Die EU-Kommission plant offenbar einen harten Kurs beim Stahlhandel. Ziel sei es, die europäische Industrie vor subventionierter Konkurrenz aus China zu schützen.
Die Europäische Kommission hat einem Insider zufolge geplant, die Importquoten für Stahl fast zu halbieren und die Zölle für darüber hinausgehende Mengen auf bis zu 50 Prozent zu erhöhen. Wie die Nachrichtenagentur Reuters berichtete, solle das neue Schutzpaket für den Stahlsektor am 7. Oktober vorgestellt werden.
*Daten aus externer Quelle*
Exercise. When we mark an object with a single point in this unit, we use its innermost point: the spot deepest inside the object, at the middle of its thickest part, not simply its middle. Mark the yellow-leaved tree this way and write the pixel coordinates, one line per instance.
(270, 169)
Nach Angaben der Nachrichtenagentur AFP habe Industriekommissar Stéphane Séjourné Vertretern von Unternehmen und Gewerkschaften in Brüssel zugesagt, die zollfreie Einfuhrmenge „nahezu zu halbieren“.
Damit würde die EU eine deutlich härtere Linie einschlagen als bisher. Bislang sind Stahlimporte bis zu einer bestimmten Menge pro Jahr zollfrei, darüber hinaus gilt ein Aufschlag von 25 Prozent. Dieser soll nun in ähnlicher Höhe steigen wie in den USA und Kanada, erklärten Teilnehmer der Brüsseler Sitzung nach AFP-Angaben.
Hintergrund der Pläne ist die massive Konkurrenz vor allem aus China. Hersteller dort können dank staatlicher Subventionen Stahl zu deutlich niedrigeren Preisen auf den europäischen Markt bringen. Die EU wirft Peking seit Langem Dumping-Preise und Überkapazitäten vor.
US-Präsident Donald Trump hat Strafzölle von 50 Prozent auf Stahl verhängt, die auch für europäische Exporte gelten. Kanada hatte im Sommer nachgezogen. Die EU begründet ihre Maßnahmen mit der Notwendigkeit, gleiche Wettbewerbsbedingungen zu schaffen.
Laut AFP solle es sich bei den neuen Regeln nicht um ein befristetes Instrument handeln. Die bisherige EU-Obergrenze für zollfreie Stahlimporte stammt aus Trumps erster Amtszeit (2017-2021). Die Einfuhrmenge war in den vergangenen Jahren kontinuierlich erhöht worden, sodass weniger Zölle fällig wurden. Im März hatte die Kommission die zollfreien Importe zwar wieder beschränkt, der Mechanismus läuft nach den Regeln der Welthandelsorganisation (WTO) aber zum 1. Juli 2026 aus.
Die Kommission will ihre Pläne am kommenden Dienstag offiziell vorstellen. Anschließend müssten die 27 Mitgliedstaaten zustimmen.